Since my last r/s I really looked back and reflected on myself and I think my biggest problem back then was that I jumped into r/s after r/s too fast, and also that I might be too trusting of guys in the sense that some ppl tend to show the best/carefully constructed false image of themselves during the first few dates but later on relaxed and revealed how they really are like after we got tgt (or maybe they just got lazy lol).

It could be that I have a bad judgement of character too, idk. So this time I told myself I’m not gonna lower my standards, have patience in dating and getting to know someone really well. Right now this is actually the longest period of time I’ve been single.

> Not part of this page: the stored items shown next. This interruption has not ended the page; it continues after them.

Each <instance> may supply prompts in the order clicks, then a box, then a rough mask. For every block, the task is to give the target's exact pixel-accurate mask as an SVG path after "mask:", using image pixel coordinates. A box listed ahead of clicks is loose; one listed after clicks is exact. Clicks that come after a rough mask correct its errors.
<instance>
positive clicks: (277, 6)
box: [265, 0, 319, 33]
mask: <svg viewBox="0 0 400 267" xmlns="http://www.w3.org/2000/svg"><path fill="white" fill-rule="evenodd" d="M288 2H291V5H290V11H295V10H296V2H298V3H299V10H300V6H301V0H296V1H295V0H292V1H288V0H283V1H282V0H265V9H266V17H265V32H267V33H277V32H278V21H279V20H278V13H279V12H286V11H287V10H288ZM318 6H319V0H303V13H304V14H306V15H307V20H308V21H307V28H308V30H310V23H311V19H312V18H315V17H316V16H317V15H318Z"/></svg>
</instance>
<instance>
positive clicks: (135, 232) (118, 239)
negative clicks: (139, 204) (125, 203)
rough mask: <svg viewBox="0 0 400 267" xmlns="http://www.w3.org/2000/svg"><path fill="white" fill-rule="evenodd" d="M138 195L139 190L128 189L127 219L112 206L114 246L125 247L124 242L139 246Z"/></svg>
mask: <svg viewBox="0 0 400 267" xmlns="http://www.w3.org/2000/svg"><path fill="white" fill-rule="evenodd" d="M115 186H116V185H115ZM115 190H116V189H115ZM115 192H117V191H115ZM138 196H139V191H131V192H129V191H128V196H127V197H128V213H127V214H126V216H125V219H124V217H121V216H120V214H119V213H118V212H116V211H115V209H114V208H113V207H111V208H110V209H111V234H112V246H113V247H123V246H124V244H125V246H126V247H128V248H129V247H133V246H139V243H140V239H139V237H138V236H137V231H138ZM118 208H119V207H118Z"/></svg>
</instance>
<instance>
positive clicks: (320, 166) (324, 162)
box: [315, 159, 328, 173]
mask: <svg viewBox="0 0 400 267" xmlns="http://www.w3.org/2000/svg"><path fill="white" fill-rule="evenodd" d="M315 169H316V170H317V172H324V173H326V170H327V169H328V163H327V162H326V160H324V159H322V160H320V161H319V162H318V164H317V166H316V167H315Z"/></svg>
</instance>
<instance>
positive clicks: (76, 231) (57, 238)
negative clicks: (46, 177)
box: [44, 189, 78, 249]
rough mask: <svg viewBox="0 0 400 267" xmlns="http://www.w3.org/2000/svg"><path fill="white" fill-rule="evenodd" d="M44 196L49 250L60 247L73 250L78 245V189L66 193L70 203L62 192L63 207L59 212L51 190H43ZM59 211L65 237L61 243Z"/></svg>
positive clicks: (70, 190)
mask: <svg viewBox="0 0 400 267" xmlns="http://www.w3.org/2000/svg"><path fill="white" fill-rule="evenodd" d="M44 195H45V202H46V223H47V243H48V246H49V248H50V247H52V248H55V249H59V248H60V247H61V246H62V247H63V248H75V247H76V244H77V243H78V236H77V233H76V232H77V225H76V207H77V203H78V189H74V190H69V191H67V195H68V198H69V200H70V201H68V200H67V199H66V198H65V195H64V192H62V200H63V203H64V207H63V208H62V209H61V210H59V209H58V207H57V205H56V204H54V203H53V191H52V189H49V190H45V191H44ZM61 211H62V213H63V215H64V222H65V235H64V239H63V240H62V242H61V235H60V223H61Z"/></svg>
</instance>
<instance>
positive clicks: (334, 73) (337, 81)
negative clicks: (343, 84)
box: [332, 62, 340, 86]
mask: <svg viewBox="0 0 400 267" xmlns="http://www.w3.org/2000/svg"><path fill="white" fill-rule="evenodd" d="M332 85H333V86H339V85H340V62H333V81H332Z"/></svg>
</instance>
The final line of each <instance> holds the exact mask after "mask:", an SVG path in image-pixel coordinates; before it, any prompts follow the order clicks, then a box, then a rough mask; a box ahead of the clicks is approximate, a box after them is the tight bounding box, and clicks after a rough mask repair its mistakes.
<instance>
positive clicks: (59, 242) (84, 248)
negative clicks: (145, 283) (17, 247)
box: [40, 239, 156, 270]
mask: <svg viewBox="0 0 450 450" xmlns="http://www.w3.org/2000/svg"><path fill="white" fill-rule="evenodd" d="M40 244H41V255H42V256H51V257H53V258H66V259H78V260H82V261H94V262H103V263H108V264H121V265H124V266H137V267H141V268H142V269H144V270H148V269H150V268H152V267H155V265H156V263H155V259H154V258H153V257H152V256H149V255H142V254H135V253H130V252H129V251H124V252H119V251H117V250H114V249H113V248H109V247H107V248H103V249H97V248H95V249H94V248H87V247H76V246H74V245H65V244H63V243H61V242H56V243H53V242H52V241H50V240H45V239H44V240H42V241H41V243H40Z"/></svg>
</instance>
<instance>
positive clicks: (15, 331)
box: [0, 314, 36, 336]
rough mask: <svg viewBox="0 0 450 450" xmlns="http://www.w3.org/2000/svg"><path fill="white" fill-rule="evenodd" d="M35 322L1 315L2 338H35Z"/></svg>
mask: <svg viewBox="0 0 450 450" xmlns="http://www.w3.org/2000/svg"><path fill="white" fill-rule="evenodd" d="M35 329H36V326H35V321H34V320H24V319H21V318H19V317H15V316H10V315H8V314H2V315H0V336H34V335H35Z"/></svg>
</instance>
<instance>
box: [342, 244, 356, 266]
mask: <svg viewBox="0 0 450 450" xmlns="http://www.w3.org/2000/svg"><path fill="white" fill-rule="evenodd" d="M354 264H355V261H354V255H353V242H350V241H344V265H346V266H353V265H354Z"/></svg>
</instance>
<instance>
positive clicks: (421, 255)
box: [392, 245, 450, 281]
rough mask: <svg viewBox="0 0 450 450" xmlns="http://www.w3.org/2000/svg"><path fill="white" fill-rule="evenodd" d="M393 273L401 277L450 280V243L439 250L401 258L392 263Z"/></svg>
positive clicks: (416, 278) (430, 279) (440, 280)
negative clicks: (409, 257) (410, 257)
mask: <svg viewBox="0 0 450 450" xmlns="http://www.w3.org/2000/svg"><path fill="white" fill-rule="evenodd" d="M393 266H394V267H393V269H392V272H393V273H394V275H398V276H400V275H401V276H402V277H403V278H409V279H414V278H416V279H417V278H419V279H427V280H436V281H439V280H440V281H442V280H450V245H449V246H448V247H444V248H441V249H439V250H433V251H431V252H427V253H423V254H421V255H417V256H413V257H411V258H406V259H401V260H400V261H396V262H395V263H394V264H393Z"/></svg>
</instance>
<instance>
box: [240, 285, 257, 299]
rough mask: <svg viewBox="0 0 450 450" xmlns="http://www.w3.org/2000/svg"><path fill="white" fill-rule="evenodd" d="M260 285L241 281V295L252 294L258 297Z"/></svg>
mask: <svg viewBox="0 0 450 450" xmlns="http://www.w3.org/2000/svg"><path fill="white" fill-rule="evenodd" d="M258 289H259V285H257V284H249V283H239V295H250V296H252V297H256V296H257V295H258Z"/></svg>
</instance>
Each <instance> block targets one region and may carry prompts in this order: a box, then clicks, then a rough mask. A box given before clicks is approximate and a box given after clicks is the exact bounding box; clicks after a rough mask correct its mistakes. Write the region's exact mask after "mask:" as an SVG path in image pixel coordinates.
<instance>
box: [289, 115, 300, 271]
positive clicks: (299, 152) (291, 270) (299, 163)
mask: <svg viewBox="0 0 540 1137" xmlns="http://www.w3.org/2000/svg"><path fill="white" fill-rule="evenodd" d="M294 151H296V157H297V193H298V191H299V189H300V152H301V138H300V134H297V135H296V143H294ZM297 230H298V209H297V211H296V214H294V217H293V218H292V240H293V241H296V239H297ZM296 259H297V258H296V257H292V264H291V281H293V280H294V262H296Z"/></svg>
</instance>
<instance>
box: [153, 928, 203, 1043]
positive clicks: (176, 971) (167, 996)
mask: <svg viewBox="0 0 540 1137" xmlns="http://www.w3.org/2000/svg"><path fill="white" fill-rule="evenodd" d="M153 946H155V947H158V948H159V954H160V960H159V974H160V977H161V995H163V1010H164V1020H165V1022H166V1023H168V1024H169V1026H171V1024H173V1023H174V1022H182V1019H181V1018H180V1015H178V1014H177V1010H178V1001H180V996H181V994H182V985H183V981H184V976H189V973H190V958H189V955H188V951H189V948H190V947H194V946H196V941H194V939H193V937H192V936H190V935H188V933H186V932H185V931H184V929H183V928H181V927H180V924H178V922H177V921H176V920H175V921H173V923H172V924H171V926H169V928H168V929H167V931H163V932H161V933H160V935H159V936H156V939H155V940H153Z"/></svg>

So now I’ll go into the two dates I’ve gone on:

Date 1) Dinner + drinks date with a non-local and went on to have dessert + another round of drinks after. Date went well and spanned over like 5 hours.

He showed a lot of interest in me, mirrored body languages and mild body contact like moving closer to me all that stuff.

He asked me out for a 2nd date following week, I couldn’t make it so I proposed an alternative date and he said he’d lemme know how his following week looks but he never did. So I checked in with him and I got slow ghosted after that lol.

Date 2) Quick dinner + movie date with a local who’s lived overseas and just came back not too long ago. We chatted almost daily for a mth before he asked me out.

I knew it was a bad idea if you don’t meetup after 1-2 weeks max of texting cos you’d tend to form a fantasy/ideal image of the person as time goes on and they’d often not come to meet the expectations when you finally do meet up in person.

But I really didn’t wanna ask a guy out so I waited. Turned out to be a super awkward date with no chemistry.

I’ve since downloaded 2 more dating apps and it’s not looking so good either so I’m feeling quite jaded and honestly afraid I might really end up being alone forever lol.

I always heard that ladies have a better shot at dating or have an abundance of guys to choose from but I’m having a difficult time finding guys I’d like to swipe on whom I have even a little bit of interest in. I’m not sure if it’s cos I’m older so I’m pickier or is the dating scene really bad now?

It’s been a long post but I’d really love to find out and hear any ladies’ (and guys’) dating experiences in SG!